I'm not interested in all the stats - is it safe now?
used my card 2 days ago with them.
bank cancelled it just to be safe ! :@
I'm not interested in all the stats - is it safe now?
I got this from CRC. They think it is resolved.
[i]Hi,
Following your recent contact with us and concerns about having experienced credit card fraud, we are pleased to be able to give you further feedback.
The independent forensic investigation has shown that our infrastructure was the target of a sophisticated attack which resulted in the theft of card details relating to a number of our customers. Details were being stolen ‘real time’ and only a small proportion of recent CRC customers were affected.
The access point of the theft has been identified and permanently closed off so we are confident that we have fully addressed any weakness in our infrastructure.
We are sincerely sorry for what has happened in recent weeks and would like to thank you for your patience and support throughout this difficult period.
PARAGRAPH REMOVED ABOUT MY VOUCHER
Our site is safe to use and will be continually monitored and tested by independent on-line security experts to ensure your details are safe.

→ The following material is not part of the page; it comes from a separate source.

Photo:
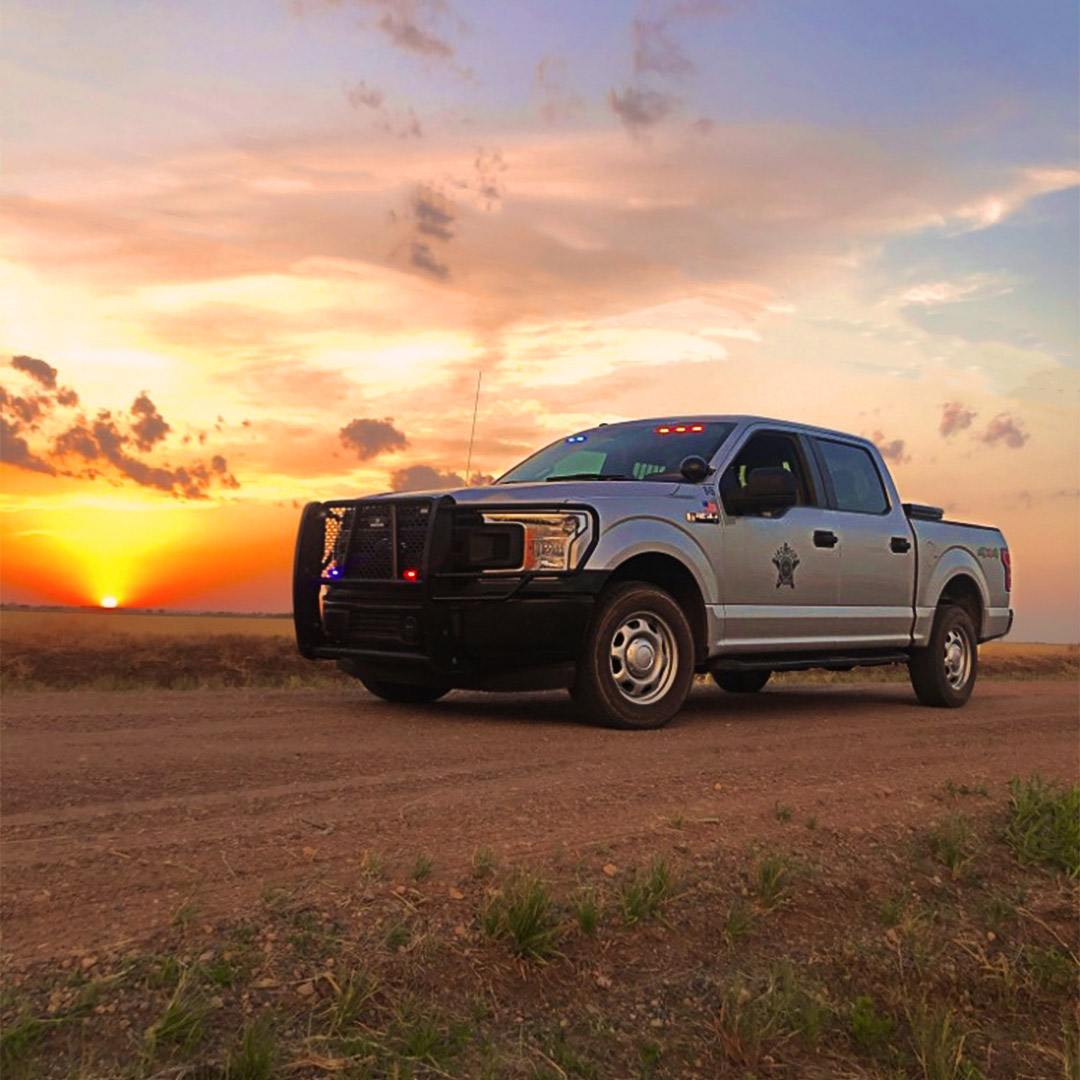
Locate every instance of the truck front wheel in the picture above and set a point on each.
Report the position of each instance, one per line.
(636, 665)
(944, 672)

Thanks again for your patience and support,
Michael Cowan
CRC Senior Management[/i]
My card got done on Wednesday this week. $1 to a US company and the £20 on a mobile top up. M&S stopped both of them but it's the 2nd time this year for me. Didn't initially connect the first one with CRC but the pattern matches the second one. Card and security number was new in Feb and there was one CRC payment on the last statement so it could have been harvested some time ago or it could be nothing to do with CRC. No comment from CRC although I have emailed them.
Who knows.
used CRC in the first 2 weeks of March, think it may of been the 9th and had someone try and get £130 of goods a week later. used CRC last week and nothing now. so they problem has been solved and i do belive it was something at CRC's end and they have admitted it.
[b]Hi,
Following your recent contact with us and concerns about having experienced credit card fraud, we are pleased to be able to give you further feedback.

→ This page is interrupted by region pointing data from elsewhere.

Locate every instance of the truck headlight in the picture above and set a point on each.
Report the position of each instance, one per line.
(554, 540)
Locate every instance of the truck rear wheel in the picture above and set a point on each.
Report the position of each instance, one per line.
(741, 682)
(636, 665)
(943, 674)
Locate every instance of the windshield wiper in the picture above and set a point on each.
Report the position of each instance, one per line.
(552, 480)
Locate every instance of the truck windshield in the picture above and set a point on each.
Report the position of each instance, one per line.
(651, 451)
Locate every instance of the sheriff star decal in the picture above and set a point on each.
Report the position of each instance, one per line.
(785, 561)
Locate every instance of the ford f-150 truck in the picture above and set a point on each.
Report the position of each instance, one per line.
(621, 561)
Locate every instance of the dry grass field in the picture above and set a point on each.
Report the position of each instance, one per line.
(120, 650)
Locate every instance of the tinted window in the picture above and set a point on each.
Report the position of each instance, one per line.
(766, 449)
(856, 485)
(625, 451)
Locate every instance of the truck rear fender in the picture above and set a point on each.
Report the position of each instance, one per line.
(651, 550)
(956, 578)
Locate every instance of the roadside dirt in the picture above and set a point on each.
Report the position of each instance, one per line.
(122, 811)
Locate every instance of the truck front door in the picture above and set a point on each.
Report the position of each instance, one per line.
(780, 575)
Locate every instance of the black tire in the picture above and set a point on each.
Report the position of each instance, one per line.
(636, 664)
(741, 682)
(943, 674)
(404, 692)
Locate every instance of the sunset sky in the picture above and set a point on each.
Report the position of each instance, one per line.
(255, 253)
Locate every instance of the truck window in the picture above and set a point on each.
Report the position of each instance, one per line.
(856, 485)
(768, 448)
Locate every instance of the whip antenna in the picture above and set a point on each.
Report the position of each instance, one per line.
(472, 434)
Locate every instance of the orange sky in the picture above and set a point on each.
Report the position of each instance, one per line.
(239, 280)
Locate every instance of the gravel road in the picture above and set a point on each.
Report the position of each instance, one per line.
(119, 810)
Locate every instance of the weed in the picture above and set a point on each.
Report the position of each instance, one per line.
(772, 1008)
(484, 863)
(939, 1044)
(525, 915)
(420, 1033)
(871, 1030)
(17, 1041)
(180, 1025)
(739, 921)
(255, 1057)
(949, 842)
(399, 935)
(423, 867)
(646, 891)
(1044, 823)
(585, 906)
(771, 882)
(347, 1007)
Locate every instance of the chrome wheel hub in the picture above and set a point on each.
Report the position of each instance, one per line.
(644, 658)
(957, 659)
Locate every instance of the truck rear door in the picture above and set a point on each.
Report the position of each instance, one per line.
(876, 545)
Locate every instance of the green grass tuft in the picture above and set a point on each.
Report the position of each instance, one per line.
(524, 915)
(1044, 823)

The independent forensic investigation has shown that our infrastructure was the target of a sophisticated attack which resulted in the theft of card details relating to a number of our customers. Details were being stolen ‘real time’ and only a small proportion of recent CRC customers were affected.
The access point of the theft has been identified and permanently closed off so we are confident that we have fully addressed any weakness in our infrastructure.
We are sincerely sorry for what has happened in recent weeks and would like to thank you for your patience and support throughout this difficult period.
We would like to offer you, by way of an apology, a £30 on-line voucher for use when you next come back to shop with us. The activator for your voucher is the email address you have received this email to. Simply input your email address into the e-voucher code box at the checkout to receive the discount.
Our site is safe to use and will be continually monitored and tested by independent on-line security experts to ensure your details are safe.
Thanks again for your patience and support,
Michael Cowan
CRC Senior Management
[/b]
so i don't know why your trying to say it wasn't them?
just received my statement and been stung for just over £200 to one site, plus 50p ish I think to a US site. which both went through. Last order to CRC was first week of March.
Yup, just posted on t'other thread, but I got done after spending with CRC on 24th March. The frauds started coming through about 16th April, and there were many.
N.B. This was a new card.
it really doesnt look like CRC is safe despite Mr CRC's public statement
Merlin have some cracking deals on...
There is no legal requirement to process CC details in a certain way. There is the PCI-DSS standard (industry-led, not legally) which companies are expected to adhere to, otherwise Visa and Mastercard won't work with them.
One very specific part of that standard is that card details must be encrypted when they are stored, and that the security code [i]cannot be stored at all, encrypted or not[/i].
The fact that so many authorisations have gone through suggests to me that those rules aren't being adhered to.
EDIT: I got gotten about 5 weeks after my latest CRC purchase.